Nutrition has long been considered more the domain of medicine and agriculture than of the biological sciences, yet it touches and shapes all aspects of the natural world. The need for nutrients determines whether wild animals thrive, how populations evolve and decline, and how ecological communities are structured. "The Nature of Nutrition" is the first book to address nutrition's enormously complex role in biology, both at the level of individual organisms and in their broader ecological interactions.
Stephen Simpson and David Raubenheimer provide a comprehensive theoretical approach to the analysis of nutrition--the Geometric Framework. They show how it can help us to understand the links between nutrition and the biology of individual animals, including the physiological mechanisms that determine the nutritional interactions of the animal with its environment, and the consequences of these interactions in terms of health, immune responses, and lifespan.

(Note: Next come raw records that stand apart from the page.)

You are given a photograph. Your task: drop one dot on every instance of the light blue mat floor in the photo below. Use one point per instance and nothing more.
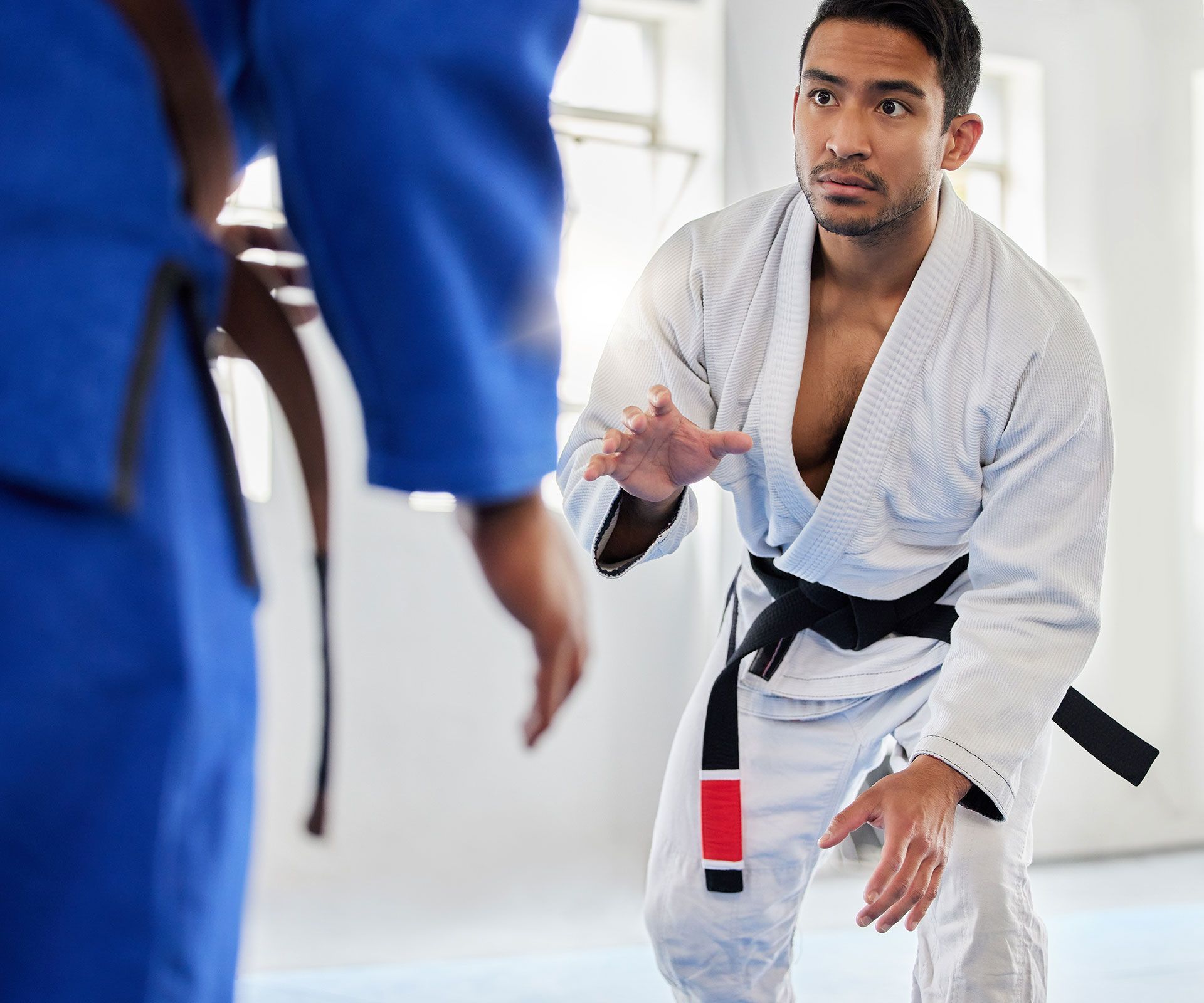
(1129, 955)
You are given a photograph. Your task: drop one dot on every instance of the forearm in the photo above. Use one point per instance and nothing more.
(638, 523)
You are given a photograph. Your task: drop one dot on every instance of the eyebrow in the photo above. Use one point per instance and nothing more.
(906, 86)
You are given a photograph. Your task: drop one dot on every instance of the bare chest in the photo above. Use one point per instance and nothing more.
(840, 352)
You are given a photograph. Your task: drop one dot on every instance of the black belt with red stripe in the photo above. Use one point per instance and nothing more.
(852, 622)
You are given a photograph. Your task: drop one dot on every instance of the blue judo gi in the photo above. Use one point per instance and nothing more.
(421, 181)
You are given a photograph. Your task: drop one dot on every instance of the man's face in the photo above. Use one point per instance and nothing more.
(869, 137)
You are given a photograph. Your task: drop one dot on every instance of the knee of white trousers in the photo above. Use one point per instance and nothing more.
(721, 948)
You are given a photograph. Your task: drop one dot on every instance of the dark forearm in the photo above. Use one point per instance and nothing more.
(637, 524)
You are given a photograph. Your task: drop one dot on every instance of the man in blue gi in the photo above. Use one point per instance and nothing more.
(421, 181)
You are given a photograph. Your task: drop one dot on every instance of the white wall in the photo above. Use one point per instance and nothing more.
(438, 813)
(1119, 157)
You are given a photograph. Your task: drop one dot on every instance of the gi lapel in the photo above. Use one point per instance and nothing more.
(828, 523)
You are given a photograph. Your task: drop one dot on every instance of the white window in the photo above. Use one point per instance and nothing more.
(637, 110)
(1005, 179)
(243, 394)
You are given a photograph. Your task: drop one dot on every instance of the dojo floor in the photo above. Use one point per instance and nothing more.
(1120, 930)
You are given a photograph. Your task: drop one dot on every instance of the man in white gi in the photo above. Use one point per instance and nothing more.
(889, 387)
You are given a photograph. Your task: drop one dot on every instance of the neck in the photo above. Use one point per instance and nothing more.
(878, 264)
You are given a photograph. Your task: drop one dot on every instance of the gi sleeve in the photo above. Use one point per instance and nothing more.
(1031, 616)
(658, 339)
(421, 180)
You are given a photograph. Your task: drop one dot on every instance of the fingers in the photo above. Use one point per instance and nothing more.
(904, 893)
(726, 443)
(926, 900)
(601, 465)
(635, 419)
(660, 400)
(556, 680)
(895, 851)
(616, 441)
(855, 816)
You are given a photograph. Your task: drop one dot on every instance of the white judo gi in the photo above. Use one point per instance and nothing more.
(983, 428)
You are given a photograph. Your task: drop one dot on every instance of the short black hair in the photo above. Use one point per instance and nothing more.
(946, 28)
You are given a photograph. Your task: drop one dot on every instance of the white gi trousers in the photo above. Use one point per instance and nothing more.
(980, 941)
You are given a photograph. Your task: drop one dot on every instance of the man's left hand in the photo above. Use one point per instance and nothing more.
(916, 809)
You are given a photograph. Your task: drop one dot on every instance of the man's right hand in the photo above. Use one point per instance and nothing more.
(659, 451)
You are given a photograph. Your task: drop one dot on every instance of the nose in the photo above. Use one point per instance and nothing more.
(849, 139)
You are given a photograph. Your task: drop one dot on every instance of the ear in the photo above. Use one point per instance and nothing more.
(963, 134)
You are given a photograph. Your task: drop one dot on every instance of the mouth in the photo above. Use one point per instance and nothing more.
(837, 183)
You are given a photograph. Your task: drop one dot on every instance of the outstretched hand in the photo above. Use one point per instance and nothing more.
(916, 808)
(659, 451)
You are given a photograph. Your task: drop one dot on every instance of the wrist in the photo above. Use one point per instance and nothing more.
(649, 511)
(942, 775)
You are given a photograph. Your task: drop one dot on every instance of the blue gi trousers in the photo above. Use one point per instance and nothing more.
(127, 725)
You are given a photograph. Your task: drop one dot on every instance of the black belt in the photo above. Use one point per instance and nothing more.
(852, 622)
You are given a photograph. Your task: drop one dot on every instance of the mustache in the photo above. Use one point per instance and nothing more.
(836, 165)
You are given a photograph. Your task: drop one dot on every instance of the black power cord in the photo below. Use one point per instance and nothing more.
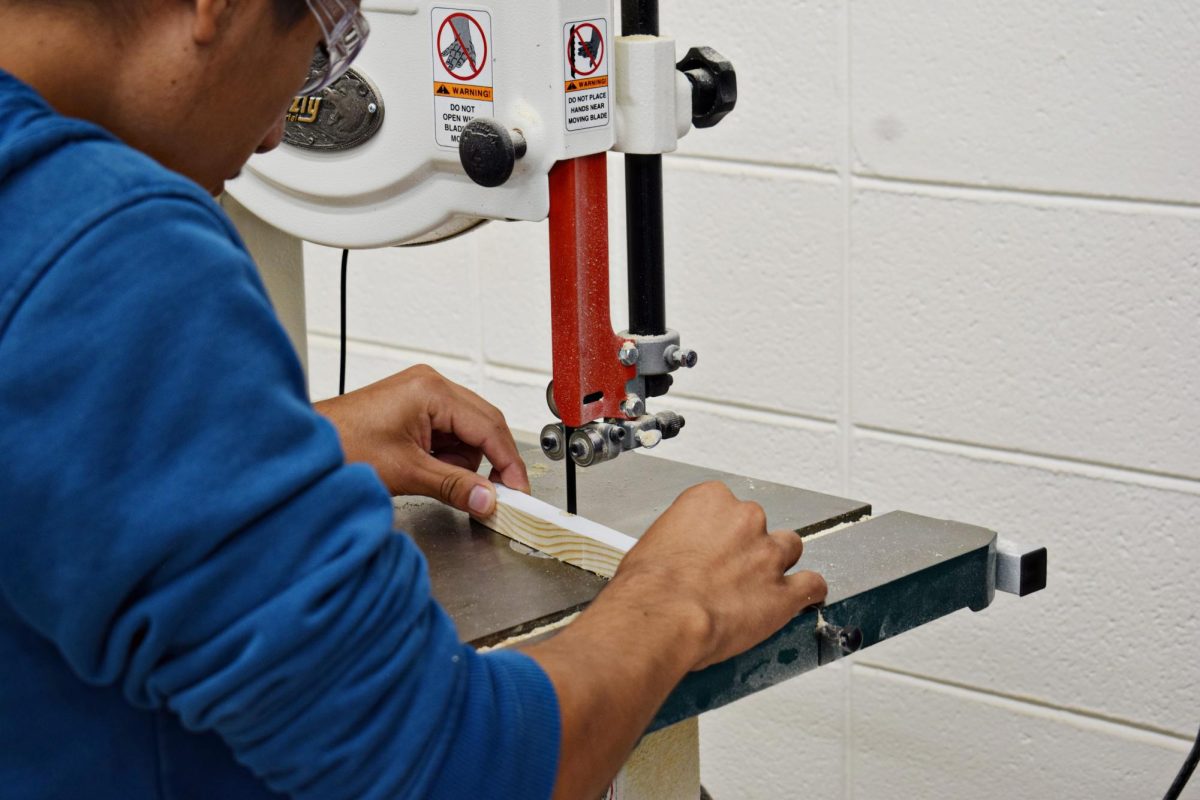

Simpson and Raubenheimer explain how these effects translate into the collective behavior of groups and societies, and in turn influence food webs and the structure of ecosystems. Then they demonstrate how the Geometric Framework can be used to tackle issues in applied nutrition, such as the problem of optimizing diets for livestock and endangered species, and how it can also help to address the epidemic of human obesity and metabolic disease
Drawing on a wealth of examples from slime molds to humans, "The Nature of Nutrition" has important applications in ecology, evolution, and physiology, and offers promising solutions for human health, conservation, and agriculture.

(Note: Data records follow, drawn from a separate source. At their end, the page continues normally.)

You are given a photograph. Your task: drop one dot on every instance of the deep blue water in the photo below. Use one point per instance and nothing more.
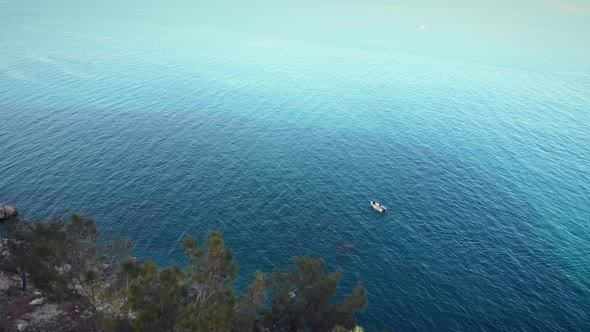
(277, 123)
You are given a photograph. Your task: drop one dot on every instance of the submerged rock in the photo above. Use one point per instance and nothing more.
(7, 212)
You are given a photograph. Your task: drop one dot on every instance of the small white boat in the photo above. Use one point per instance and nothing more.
(378, 207)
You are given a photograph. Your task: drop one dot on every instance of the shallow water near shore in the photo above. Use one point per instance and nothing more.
(277, 124)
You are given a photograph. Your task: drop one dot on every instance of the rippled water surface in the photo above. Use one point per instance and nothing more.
(277, 123)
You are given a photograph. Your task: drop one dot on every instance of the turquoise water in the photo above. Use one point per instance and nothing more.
(276, 123)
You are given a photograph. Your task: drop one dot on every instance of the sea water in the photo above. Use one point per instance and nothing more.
(277, 122)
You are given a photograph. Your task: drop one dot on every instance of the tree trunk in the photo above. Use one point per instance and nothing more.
(23, 278)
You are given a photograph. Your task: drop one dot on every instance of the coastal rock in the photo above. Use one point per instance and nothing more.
(7, 212)
(37, 301)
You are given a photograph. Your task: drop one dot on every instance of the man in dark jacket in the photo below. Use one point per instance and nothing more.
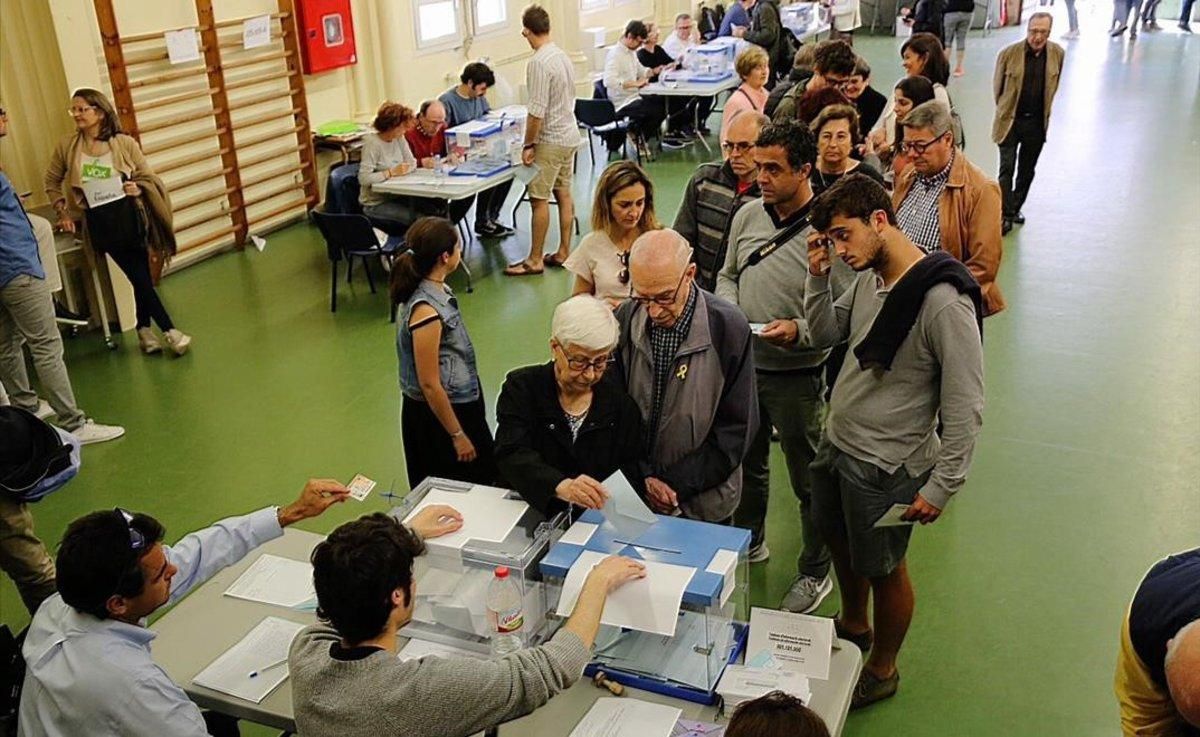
(715, 192)
(565, 426)
(685, 358)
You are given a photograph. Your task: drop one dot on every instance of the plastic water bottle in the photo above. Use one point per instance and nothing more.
(504, 612)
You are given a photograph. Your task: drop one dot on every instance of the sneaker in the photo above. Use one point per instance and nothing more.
(178, 341)
(149, 341)
(760, 552)
(807, 593)
(870, 688)
(93, 432)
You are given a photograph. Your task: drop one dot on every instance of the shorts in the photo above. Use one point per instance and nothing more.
(957, 25)
(556, 166)
(849, 496)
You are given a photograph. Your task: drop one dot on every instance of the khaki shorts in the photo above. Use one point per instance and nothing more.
(556, 166)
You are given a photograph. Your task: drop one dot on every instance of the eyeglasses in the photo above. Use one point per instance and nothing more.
(137, 540)
(919, 147)
(661, 300)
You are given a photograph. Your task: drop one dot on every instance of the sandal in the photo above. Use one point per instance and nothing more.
(521, 269)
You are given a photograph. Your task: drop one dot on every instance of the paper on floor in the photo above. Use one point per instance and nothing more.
(258, 652)
(627, 718)
(649, 604)
(275, 580)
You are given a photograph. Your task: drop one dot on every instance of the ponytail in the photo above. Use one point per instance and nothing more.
(427, 239)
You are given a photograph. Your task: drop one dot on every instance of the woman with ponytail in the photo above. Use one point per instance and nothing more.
(442, 418)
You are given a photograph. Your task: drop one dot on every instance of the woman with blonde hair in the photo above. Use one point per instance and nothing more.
(622, 210)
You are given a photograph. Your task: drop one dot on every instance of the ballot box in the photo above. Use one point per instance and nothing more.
(454, 574)
(675, 630)
(484, 147)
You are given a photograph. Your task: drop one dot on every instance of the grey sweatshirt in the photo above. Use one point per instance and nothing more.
(774, 287)
(378, 156)
(889, 418)
(379, 695)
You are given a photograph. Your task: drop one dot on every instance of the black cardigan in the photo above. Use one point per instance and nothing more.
(533, 442)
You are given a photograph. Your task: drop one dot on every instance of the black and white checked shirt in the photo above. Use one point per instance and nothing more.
(664, 346)
(918, 215)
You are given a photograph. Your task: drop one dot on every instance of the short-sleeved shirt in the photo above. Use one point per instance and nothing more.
(550, 79)
(598, 261)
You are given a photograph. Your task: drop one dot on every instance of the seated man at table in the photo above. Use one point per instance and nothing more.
(563, 427)
(89, 669)
(465, 102)
(347, 679)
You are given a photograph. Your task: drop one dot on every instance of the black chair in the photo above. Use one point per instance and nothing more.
(348, 237)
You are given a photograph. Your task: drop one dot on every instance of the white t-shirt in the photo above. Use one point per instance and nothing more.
(598, 261)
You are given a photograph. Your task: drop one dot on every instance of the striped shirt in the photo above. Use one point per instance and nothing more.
(918, 216)
(550, 79)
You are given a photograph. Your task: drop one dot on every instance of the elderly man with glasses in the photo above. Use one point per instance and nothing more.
(714, 195)
(685, 358)
(88, 651)
(946, 203)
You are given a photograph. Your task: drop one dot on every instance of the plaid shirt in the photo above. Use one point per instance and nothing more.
(918, 215)
(664, 345)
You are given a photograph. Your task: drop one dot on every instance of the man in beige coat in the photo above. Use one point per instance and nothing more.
(1026, 81)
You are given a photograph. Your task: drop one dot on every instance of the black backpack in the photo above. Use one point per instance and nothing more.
(12, 678)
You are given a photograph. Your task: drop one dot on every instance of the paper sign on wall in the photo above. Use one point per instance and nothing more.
(183, 46)
(256, 31)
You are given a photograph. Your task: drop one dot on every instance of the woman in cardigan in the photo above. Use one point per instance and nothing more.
(562, 427)
(100, 175)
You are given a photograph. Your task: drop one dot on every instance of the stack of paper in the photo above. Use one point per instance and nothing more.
(627, 718)
(277, 581)
(649, 604)
(255, 666)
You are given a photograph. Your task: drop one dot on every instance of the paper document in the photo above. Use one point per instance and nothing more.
(423, 648)
(485, 516)
(183, 46)
(624, 509)
(649, 604)
(275, 580)
(627, 718)
(892, 517)
(725, 562)
(786, 641)
(255, 666)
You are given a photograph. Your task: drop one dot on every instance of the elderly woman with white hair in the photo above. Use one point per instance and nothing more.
(563, 426)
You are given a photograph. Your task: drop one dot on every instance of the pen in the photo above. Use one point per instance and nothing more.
(267, 667)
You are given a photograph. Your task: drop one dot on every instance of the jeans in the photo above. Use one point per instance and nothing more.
(135, 263)
(1019, 153)
(795, 403)
(27, 313)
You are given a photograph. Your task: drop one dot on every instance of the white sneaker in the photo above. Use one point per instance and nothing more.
(178, 341)
(94, 432)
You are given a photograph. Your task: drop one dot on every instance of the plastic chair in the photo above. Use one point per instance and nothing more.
(348, 237)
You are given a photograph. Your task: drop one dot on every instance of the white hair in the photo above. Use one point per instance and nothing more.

This book by Stephen J. Simpson and David Raubenheimer is a revelation. Based on a vast wealth of research it explains how and why animals, including humans, are biologically driven to consume protein, no matter what.

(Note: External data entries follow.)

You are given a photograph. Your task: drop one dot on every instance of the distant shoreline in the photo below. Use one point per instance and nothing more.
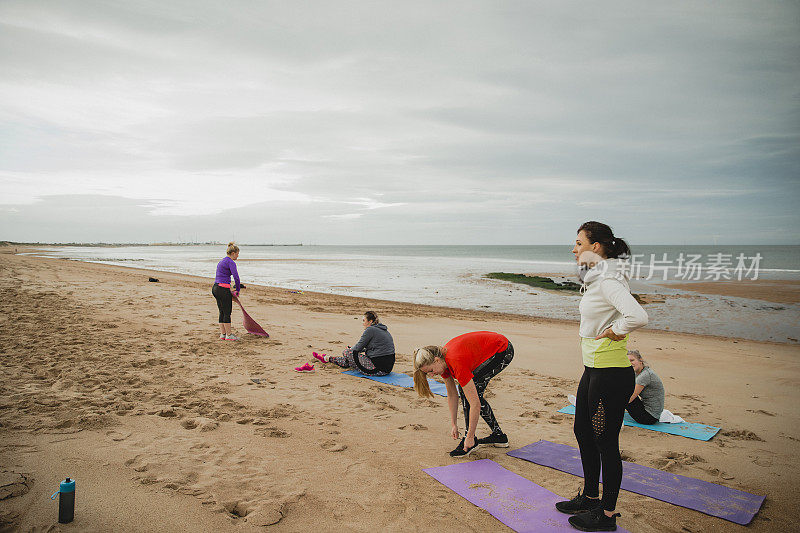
(125, 244)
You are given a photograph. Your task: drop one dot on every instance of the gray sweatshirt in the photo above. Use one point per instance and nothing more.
(376, 341)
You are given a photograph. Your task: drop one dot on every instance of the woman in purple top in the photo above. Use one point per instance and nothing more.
(223, 291)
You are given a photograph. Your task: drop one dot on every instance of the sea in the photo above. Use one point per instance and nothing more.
(454, 276)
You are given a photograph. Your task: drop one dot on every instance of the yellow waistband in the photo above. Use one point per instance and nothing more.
(605, 353)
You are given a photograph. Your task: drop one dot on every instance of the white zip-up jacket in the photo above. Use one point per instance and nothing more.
(607, 301)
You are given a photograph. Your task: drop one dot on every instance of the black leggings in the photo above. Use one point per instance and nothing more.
(638, 412)
(603, 394)
(481, 376)
(224, 302)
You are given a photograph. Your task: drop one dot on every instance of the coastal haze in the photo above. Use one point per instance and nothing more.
(398, 123)
(428, 161)
(455, 276)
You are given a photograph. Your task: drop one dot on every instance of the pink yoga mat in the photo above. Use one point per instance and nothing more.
(249, 324)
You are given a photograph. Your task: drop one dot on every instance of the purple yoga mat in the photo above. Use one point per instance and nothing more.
(715, 500)
(249, 324)
(517, 502)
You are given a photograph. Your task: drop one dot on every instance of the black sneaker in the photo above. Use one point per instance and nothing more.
(460, 452)
(594, 520)
(578, 504)
(499, 440)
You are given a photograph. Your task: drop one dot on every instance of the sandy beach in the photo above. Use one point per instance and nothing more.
(122, 384)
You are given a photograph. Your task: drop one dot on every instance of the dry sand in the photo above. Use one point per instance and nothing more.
(123, 385)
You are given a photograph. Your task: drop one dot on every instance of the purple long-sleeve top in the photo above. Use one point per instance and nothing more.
(225, 269)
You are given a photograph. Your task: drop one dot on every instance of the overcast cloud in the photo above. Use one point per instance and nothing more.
(399, 122)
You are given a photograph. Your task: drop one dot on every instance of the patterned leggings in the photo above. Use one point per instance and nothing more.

While animals don’t experience obesity, humans do because our nutritional environment has changed radically (in the past 10,000 years) towards an overabundance of readily available carbohydrates and fats. This has altered the ratio of protein to carbohydrates and fats in our diet in ways that make it harder to consume protein’s ideal contribution to energy intake (15 per cent).
Eating a Western diet effectively starves humans of necessary protein and in an effort to maintain or ‘defend’ our biologically driven protein target, we are over-consuming carbohydrates and fats, thereby increasing their contribution to our energy needs. The result is that we are consuming and storing the excess energy from these energy dense food sources, resulting in overweight and obesity.
At the same time, humans have become more sedentary, meaning that we’re expending less energy than we used to and depriving ourselves of the ability to expend our higher energy intake and excess weight. Being overweight or obese also triggers insulin resistance and a cascade of other pathological conditions resulting in metabolic syndrome and a heightened risk of type 2 diabetes and cardiovascular disease. The evidence suggest that we need to listen to our biology and rebalance our diet towards a higher protein intake, thereby reducing the contribution of carbohydrates and fats to our energy requirements. Obviously, increasing our physical activity levels will help too :)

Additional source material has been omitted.